Kategorie: B, Hessen Zuletzt aktualisiert: 23.06.2005

Bingenheim

Bingenheim südöstlich Echzell (Wetteraukreis)

Die Gegen um Bingenheim war früh besiedelt. Am Lochberg lag ein kleines Römerkastell, in der Nähe der Limes. Eire Burg als Mittelpunkt der ehemaligen fuldischen Mark wird im Jahr 1064 erstmals genannt. Die Burg war ursprünglich Besitz des Klosters Fulda, im Jahr 1435 teilweise, 1570 dann ganz im Besitz der Landgrafen von Hessen. Zwischen 1648 - 1681 war Bingenheim Residenz des Landgrafen Wilhelm Christoph von Hessen-Homburg-Bingenheim.

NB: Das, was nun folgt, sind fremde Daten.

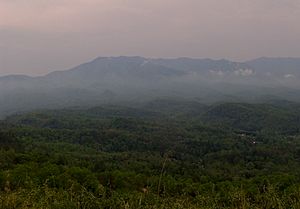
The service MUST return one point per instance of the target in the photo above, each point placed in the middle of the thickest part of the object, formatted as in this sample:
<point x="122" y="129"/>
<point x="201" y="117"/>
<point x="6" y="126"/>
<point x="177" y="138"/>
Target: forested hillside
<point x="161" y="154"/>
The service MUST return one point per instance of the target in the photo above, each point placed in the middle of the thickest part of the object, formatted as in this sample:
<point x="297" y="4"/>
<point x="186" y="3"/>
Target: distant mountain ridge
<point x="136" y="79"/>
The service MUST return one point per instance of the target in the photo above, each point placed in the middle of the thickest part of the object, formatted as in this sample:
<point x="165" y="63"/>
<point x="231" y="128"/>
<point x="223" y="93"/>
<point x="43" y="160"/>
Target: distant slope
<point x="113" y="80"/>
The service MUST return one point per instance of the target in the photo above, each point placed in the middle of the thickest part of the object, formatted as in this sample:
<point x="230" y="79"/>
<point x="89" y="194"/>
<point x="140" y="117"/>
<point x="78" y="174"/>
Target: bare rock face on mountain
<point x="137" y="79"/>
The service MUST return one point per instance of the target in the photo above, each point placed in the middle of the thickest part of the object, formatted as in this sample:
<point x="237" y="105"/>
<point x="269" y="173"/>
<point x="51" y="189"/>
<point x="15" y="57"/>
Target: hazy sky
<point x="38" y="36"/>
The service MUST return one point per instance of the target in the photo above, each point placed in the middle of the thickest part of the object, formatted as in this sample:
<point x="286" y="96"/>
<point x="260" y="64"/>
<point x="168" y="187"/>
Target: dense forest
<point x="159" y="154"/>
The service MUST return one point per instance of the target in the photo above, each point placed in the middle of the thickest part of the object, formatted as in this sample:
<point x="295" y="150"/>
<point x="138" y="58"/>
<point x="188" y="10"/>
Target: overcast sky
<point x="39" y="36"/>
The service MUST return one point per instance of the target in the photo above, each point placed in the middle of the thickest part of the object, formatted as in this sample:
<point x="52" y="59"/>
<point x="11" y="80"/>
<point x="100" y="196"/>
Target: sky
<point x="40" y="36"/>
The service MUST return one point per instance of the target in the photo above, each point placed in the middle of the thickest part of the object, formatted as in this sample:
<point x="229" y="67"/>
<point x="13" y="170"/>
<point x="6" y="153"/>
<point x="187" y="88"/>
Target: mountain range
<point x="136" y="80"/>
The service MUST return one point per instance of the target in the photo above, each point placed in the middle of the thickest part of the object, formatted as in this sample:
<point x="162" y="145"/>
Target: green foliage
<point x="185" y="156"/>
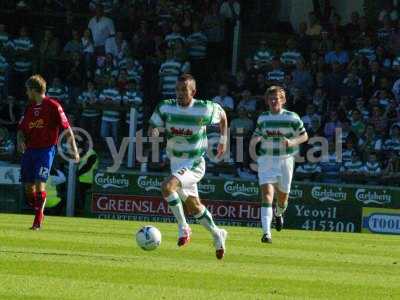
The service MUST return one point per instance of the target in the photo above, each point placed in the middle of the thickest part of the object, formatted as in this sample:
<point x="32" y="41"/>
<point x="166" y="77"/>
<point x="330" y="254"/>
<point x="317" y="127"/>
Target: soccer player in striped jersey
<point x="185" y="119"/>
<point x="280" y="132"/>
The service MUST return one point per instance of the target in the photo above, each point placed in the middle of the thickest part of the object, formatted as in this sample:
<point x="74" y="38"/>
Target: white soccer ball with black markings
<point x="148" y="238"/>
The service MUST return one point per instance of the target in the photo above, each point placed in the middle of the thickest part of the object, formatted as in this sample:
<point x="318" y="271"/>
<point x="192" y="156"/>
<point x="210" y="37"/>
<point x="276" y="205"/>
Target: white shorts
<point x="276" y="170"/>
<point x="189" y="173"/>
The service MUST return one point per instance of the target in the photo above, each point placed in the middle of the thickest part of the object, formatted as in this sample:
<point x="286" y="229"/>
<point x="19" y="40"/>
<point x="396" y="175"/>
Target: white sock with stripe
<point x="266" y="218"/>
<point x="205" y="218"/>
<point x="280" y="210"/>
<point x="175" y="204"/>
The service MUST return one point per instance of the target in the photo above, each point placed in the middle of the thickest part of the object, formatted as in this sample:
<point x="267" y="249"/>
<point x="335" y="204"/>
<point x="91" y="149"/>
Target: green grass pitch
<point x="76" y="258"/>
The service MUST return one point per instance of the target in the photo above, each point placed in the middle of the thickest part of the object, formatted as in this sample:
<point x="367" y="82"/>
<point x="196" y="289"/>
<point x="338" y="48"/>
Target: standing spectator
<point x="89" y="116"/>
<point x="262" y="58"/>
<point x="331" y="126"/>
<point x="224" y="99"/>
<point x="338" y="55"/>
<point x="116" y="45"/>
<point x="23" y="55"/>
<point x="88" y="52"/>
<point x="214" y="30"/>
<point x="230" y="12"/>
<point x="314" y="29"/>
<point x="169" y="72"/>
<point x="4" y="76"/>
<point x="73" y="45"/>
<point x="101" y="27"/>
<point x="197" y="50"/>
<point x="291" y="55"/>
<point x="133" y="98"/>
<point x="172" y="38"/>
<point x="301" y="77"/>
<point x="49" y="53"/>
<point x="276" y="75"/>
<point x="110" y="99"/>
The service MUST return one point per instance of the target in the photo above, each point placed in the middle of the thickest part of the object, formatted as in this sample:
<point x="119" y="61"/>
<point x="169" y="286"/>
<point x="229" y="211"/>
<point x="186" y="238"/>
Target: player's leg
<point x="267" y="197"/>
<point x="169" y="190"/>
<point x="283" y="190"/>
<point x="40" y="202"/>
<point x="204" y="217"/>
<point x="43" y="161"/>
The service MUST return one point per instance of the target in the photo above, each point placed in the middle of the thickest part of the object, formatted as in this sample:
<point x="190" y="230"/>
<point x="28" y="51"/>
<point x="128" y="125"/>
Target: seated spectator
<point x="197" y="49"/>
<point x="7" y="146"/>
<point x="372" y="167"/>
<point x="314" y="28"/>
<point x="276" y="75"/>
<point x="9" y="113"/>
<point x="352" y="85"/>
<point x="330" y="166"/>
<point x="391" y="172"/>
<point x="331" y="126"/>
<point x="59" y="91"/>
<point x="248" y="103"/>
<point x="384" y="33"/>
<point x="4" y="76"/>
<point x="308" y="170"/>
<point x="291" y="55"/>
<point x="357" y="123"/>
<point x="393" y="143"/>
<point x="338" y="55"/>
<point x="310" y="114"/>
<point x="89" y="112"/>
<point x="73" y="45"/>
<point x="23" y="56"/>
<point x="349" y="150"/>
<point x="116" y="45"/>
<point x="353" y="167"/>
<point x="388" y="12"/>
<point x="106" y="70"/>
<point x="174" y="36"/>
<point x="301" y="77"/>
<point x="169" y="72"/>
<point x="224" y="99"/>
<point x="262" y="58"/>
<point x="87" y="47"/>
<point x="133" y="98"/>
<point x="5" y="41"/>
<point x="369" y="141"/>
<point x="101" y="28"/>
<point x="110" y="100"/>
<point x="367" y="50"/>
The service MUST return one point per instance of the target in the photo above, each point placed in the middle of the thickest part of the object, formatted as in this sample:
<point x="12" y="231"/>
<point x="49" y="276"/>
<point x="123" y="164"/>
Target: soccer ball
<point x="148" y="237"/>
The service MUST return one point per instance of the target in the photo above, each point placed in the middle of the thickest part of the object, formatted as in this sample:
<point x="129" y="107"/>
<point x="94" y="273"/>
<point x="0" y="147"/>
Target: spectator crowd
<point x="130" y="53"/>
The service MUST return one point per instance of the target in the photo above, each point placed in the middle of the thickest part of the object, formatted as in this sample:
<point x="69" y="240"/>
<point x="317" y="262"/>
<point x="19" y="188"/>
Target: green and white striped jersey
<point x="272" y="128"/>
<point x="186" y="126"/>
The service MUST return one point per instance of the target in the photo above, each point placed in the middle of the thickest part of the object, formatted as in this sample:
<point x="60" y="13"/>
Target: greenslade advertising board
<point x="236" y="189"/>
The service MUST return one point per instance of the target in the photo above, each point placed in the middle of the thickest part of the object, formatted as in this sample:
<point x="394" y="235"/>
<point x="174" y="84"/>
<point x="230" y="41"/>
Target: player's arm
<point x="71" y="140"/>
<point x="223" y="129"/>
<point x="21" y="143"/>
<point x="302" y="138"/>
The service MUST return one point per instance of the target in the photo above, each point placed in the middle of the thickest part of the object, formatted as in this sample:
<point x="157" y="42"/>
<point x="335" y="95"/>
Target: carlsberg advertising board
<point x="244" y="190"/>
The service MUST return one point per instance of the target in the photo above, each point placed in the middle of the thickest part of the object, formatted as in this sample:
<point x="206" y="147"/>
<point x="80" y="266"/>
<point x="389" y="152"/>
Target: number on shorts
<point x="43" y="172"/>
<point x="182" y="171"/>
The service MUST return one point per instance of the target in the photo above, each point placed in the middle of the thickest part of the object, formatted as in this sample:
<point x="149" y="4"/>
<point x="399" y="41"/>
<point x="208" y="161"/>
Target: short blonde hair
<point x="275" y="89"/>
<point x="36" y="83"/>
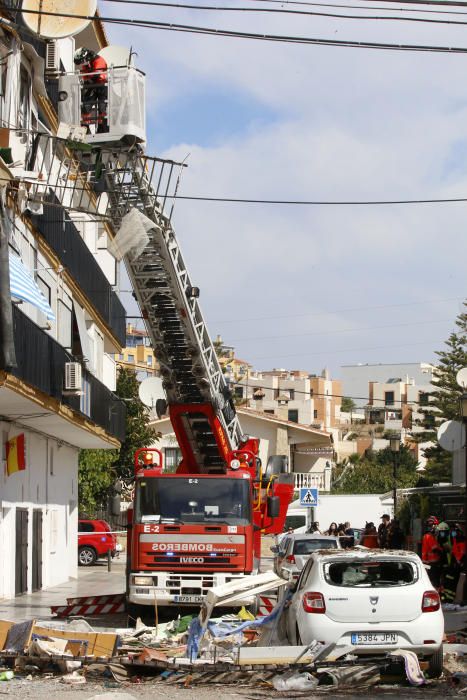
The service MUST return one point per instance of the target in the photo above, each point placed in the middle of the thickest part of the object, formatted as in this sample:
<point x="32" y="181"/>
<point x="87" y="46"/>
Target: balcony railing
<point x="63" y="237"/>
<point x="312" y="480"/>
<point x="44" y="369"/>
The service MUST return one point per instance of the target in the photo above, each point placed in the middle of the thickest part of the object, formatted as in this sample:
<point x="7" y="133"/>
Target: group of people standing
<point x="443" y="551"/>
<point x="341" y="530"/>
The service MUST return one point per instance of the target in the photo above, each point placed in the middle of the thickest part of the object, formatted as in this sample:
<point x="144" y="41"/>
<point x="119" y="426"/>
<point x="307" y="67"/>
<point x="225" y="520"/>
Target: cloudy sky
<point x="314" y="286"/>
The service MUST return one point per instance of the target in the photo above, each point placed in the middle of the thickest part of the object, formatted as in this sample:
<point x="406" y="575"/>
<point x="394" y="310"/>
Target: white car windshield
<point x="370" y="573"/>
<point x="302" y="547"/>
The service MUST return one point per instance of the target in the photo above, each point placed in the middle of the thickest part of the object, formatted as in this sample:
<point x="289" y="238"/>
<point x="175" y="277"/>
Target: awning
<point x="24" y="287"/>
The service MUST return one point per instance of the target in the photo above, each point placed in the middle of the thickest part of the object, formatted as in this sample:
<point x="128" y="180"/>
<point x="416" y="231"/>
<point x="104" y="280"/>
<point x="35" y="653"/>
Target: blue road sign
<point x="308" y="497"/>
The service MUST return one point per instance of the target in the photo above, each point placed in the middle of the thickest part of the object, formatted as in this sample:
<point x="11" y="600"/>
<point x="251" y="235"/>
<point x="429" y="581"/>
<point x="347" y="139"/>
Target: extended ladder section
<point x="109" y="183"/>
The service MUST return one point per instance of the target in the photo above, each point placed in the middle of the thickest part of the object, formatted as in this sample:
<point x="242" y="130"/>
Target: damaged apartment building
<point x="61" y="318"/>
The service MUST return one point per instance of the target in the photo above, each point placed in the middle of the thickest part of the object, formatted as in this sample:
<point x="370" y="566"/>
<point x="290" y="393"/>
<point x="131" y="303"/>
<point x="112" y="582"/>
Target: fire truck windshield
<point x="193" y="500"/>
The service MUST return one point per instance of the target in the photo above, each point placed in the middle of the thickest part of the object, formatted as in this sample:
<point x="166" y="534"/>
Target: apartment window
<point x="173" y="456"/>
<point x="64" y="321"/>
<point x="85" y="398"/>
<point x="292" y="415"/>
<point x="423" y="398"/>
<point x="429" y="420"/>
<point x="46" y="291"/>
<point x="24" y="101"/>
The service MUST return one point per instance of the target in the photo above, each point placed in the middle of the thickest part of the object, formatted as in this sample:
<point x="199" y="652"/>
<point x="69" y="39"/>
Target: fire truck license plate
<point x="188" y="598"/>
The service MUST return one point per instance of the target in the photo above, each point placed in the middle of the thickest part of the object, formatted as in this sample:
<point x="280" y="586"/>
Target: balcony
<point x="44" y="369"/>
<point x="64" y="239"/>
<point x="313" y="480"/>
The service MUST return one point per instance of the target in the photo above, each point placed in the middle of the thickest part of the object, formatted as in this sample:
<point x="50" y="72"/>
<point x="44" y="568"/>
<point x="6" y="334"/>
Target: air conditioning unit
<point x="73" y="377"/>
<point x="52" y="59"/>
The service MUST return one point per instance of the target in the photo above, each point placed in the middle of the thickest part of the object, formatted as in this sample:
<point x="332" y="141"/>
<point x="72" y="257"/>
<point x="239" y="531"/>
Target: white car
<point x="372" y="600"/>
<point x="295" y="550"/>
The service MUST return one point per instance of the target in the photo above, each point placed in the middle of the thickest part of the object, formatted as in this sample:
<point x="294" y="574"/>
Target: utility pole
<point x="7" y="339"/>
<point x="395" y="445"/>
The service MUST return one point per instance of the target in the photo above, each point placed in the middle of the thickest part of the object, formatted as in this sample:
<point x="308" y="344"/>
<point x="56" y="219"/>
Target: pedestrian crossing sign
<point x="308" y="497"/>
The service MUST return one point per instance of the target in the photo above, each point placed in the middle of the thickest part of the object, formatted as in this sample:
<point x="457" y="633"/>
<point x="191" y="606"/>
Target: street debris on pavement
<point x="193" y="650"/>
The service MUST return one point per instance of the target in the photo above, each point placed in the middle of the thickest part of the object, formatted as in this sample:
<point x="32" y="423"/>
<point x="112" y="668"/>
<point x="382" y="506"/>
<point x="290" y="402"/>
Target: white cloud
<point x="343" y="124"/>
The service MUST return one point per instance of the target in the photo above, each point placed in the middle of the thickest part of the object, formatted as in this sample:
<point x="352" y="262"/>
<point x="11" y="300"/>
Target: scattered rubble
<point x="202" y="650"/>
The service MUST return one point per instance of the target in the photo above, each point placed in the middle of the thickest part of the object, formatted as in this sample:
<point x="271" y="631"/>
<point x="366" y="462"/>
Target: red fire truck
<point x="191" y="531"/>
<point x="202" y="526"/>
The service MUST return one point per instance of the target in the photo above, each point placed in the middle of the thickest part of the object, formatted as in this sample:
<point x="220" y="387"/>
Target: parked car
<point x="94" y="541"/>
<point x="295" y="550"/>
<point x="371" y="600"/>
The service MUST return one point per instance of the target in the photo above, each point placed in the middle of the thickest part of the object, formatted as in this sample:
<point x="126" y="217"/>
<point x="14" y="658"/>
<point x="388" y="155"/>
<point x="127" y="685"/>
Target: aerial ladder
<point x="201" y="526"/>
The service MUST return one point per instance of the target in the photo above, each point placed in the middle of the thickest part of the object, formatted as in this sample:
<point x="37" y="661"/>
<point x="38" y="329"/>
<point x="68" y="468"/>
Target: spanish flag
<point x="15" y="459"/>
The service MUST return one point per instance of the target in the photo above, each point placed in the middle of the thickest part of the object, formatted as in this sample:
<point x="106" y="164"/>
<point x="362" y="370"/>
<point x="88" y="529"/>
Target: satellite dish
<point x="116" y="55"/>
<point x="461" y="377"/>
<point x="56" y="26"/>
<point x="451" y="435"/>
<point x="150" y="391"/>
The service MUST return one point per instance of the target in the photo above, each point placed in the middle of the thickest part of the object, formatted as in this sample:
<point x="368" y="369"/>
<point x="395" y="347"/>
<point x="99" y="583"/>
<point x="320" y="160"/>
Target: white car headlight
<point x="142" y="580"/>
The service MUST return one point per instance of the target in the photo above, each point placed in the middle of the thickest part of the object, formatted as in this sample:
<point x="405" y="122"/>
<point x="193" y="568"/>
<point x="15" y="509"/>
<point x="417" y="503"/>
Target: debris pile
<point x="198" y="650"/>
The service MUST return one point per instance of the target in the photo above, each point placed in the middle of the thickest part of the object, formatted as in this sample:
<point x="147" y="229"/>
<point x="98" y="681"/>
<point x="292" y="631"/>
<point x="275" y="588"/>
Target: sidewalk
<point x="91" y="581"/>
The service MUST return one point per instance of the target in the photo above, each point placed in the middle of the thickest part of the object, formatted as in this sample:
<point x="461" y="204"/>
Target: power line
<point x="265" y="10"/>
<point x="338" y="311"/>
<point x="287" y="39"/>
<point x="308" y="202"/>
<point x="289" y="202"/>
<point x="339" y="350"/>
<point x="359" y="7"/>
<point x="341" y="330"/>
<point x="313" y="394"/>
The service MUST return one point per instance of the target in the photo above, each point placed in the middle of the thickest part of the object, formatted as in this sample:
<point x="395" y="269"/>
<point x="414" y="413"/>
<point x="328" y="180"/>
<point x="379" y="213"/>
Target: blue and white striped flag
<point x="23" y="286"/>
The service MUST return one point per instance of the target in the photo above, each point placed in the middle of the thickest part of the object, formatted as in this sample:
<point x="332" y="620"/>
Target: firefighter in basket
<point x="94" y="92"/>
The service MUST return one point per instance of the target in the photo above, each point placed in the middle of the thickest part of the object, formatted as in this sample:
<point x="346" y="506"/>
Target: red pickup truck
<point x="94" y="541"/>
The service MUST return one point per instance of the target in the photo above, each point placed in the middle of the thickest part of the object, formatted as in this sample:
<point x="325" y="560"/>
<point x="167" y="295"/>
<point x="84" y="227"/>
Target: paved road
<point x="97" y="580"/>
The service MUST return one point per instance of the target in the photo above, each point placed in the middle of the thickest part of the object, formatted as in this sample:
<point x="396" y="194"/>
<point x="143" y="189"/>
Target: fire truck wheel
<point x="86" y="556"/>
<point x="435" y="664"/>
<point x="134" y="611"/>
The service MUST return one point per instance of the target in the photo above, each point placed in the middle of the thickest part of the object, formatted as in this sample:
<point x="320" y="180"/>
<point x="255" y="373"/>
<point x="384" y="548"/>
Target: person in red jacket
<point x="458" y="544"/>
<point x="93" y="69"/>
<point x="432" y="552"/>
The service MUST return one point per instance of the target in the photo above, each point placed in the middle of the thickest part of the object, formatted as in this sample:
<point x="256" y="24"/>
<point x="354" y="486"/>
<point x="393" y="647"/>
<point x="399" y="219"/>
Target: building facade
<point x="61" y="323"/>
<point x="296" y="396"/>
<point x="356" y="378"/>
<point x="138" y="353"/>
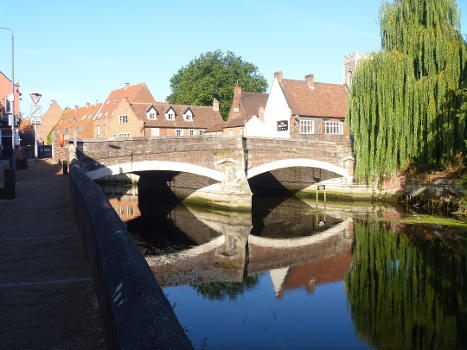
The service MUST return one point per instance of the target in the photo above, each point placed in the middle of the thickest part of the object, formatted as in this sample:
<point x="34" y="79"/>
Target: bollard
<point x="8" y="192"/>
<point x="65" y="167"/>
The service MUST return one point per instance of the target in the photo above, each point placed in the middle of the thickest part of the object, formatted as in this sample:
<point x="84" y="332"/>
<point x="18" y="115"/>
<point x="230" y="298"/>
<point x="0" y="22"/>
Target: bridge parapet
<point x="229" y="160"/>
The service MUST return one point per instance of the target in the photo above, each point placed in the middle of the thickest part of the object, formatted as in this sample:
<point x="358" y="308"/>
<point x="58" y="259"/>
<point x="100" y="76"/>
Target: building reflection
<point x="221" y="252"/>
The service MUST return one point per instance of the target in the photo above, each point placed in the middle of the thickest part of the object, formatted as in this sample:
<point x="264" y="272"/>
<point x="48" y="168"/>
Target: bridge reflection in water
<point x="299" y="246"/>
<point x="251" y="276"/>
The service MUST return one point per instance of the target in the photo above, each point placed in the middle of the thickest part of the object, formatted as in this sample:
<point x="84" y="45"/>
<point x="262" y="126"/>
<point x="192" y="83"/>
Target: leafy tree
<point x="405" y="100"/>
<point x="214" y="75"/>
<point x="222" y="290"/>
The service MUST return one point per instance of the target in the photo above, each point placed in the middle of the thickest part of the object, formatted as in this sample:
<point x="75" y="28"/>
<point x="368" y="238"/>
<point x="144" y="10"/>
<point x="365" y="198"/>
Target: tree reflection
<point x="406" y="293"/>
<point x="222" y="290"/>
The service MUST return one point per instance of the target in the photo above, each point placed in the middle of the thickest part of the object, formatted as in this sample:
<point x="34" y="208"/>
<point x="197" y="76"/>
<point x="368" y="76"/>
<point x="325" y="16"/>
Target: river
<point x="296" y="275"/>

Baubeschreibung: Regelmäßig rechteckige Anlage. Die ehemals nassen Gräben größtenteils erhalten. Die zinnenbekrönte Ringmauer der Vorburg mit zwei Ecktürmen, Ende 15. Jahrhundert. Steinerne Brücke, 1729. In der Vorburg das ehemalige Amtshaus, 1723. In der Hauptburg der sog. "Hohe Bau", 15.Jahrhundert, ein viergeschossiger Wohnturm mit vier erkerartig vorkragenden Ecktürmchen. Treppenvorbau 1679. Daneben der ehemalige Küchenbau 1. Hälfte 18. Jahrhundert. Der sog. "Lange Bau", das ehemalige Hessen-Bingenheimische Schloss, im Kern spätgotisch, 1675 von Landgraf Wilhelm Christoph erneuert.